Let's take the example of Toyota, Volvo and Chevrolet, Volvo has strong, clear, unique,

consistent, highly differentiated global brand equity and is indeed a valuable brand – but Toyota

is a much more valuable brand despite being far less clearly differentiated. Toyota's brand value

was illustrated by a McKinsey study comparing the prices of the Toyota Corolla and the Chevrolet

Prizm – identical cars produced on the same assembly line at a jointly owned plant. But Toyota

was outselling Chevrolet by four to one and this wall all due to brand of Toyota. Toyota being the
reliable, economical, easy-to drive cars at reasonable cost with good after sales service has stronger

brand than others i.e. Toyota has been better in simply providing what customer needs better than

others. In service sectors, keeping the basic product and service promises to customers would allow

the company to enjoy big return on its investments ad this will generate huge, positive and well

braded publicity just as in the case of Robert and Retailer B&Q. The moral is Customers don't

want bells and whistles and don't care about trivial differences between brands. What they really

want are quality products, reliable services, and fair value for money. Yet most companies

consistently fail to meet these basic customer needs

Having customer's insight is very important. General Motors has always been good in

market research but very weak at implementing those insights into actions. But in case of Toyota,

it has good brand value as it focus on continuous improvement. This does not mean being simply

better is all about the operational excellence, it's about making improvements as per the customer

needs.

Looking forward marketers need to focus on reducing the factors leading to customer

dissatisfaction and focus on ways to offer products that meet its promises and remains customer

relevant.
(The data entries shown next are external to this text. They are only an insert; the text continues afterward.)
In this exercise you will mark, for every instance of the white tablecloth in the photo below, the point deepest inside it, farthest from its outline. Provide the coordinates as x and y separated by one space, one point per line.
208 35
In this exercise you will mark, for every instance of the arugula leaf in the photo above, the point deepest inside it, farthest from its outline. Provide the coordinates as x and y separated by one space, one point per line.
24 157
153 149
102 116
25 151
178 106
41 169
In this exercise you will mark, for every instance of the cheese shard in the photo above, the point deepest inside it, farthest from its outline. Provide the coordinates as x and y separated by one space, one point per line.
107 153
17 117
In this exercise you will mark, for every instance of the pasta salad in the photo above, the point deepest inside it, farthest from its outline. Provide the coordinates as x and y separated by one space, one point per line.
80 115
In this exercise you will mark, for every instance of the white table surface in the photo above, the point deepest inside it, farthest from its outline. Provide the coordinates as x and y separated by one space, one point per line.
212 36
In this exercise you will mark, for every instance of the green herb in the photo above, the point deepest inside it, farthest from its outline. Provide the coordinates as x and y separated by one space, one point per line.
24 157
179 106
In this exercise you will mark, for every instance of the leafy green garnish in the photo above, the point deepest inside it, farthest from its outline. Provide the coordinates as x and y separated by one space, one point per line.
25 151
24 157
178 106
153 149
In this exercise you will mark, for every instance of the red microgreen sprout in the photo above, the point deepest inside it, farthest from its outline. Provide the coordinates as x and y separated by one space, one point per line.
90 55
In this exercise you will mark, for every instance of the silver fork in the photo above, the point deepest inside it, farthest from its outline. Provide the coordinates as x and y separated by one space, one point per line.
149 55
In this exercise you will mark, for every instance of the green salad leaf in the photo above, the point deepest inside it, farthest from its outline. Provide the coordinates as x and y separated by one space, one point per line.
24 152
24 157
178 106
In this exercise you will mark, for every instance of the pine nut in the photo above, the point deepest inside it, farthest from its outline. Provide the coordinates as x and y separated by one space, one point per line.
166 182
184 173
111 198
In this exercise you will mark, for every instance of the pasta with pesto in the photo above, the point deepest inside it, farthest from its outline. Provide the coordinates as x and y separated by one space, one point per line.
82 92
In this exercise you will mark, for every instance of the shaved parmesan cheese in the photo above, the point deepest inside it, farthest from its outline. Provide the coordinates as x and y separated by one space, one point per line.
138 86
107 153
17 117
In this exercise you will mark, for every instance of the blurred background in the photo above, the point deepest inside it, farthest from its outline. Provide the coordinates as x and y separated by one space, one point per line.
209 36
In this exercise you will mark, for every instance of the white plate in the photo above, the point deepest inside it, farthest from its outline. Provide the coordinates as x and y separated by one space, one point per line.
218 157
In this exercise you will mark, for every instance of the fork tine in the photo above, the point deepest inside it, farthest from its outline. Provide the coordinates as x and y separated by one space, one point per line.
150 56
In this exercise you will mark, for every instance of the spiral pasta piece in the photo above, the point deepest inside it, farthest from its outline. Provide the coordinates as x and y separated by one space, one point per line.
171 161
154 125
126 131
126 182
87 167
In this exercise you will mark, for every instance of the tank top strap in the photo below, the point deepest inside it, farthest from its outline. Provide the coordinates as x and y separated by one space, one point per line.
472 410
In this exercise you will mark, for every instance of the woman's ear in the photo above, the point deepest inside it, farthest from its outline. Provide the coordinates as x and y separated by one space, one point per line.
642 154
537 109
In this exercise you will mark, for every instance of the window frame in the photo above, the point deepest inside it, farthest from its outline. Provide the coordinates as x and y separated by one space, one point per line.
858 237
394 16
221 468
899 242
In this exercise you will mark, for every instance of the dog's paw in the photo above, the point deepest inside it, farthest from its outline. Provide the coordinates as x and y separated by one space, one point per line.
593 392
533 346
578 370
Simply better" outlines an actionable framework managers can use to: Understand what

customers really value and why they buy the brands they do, Discover basic, unmet needs ripe for

reliable solutions, Channel customer dissatisfaction into performance improvements and create a

learning culture that continuously responds to changing customer needs. While being unique might

be exciting and appealing, it doesn't drive business success. This gives the rise in the need to focus

on what actually matters to customers. Differentiation of brand is relevant but not an end.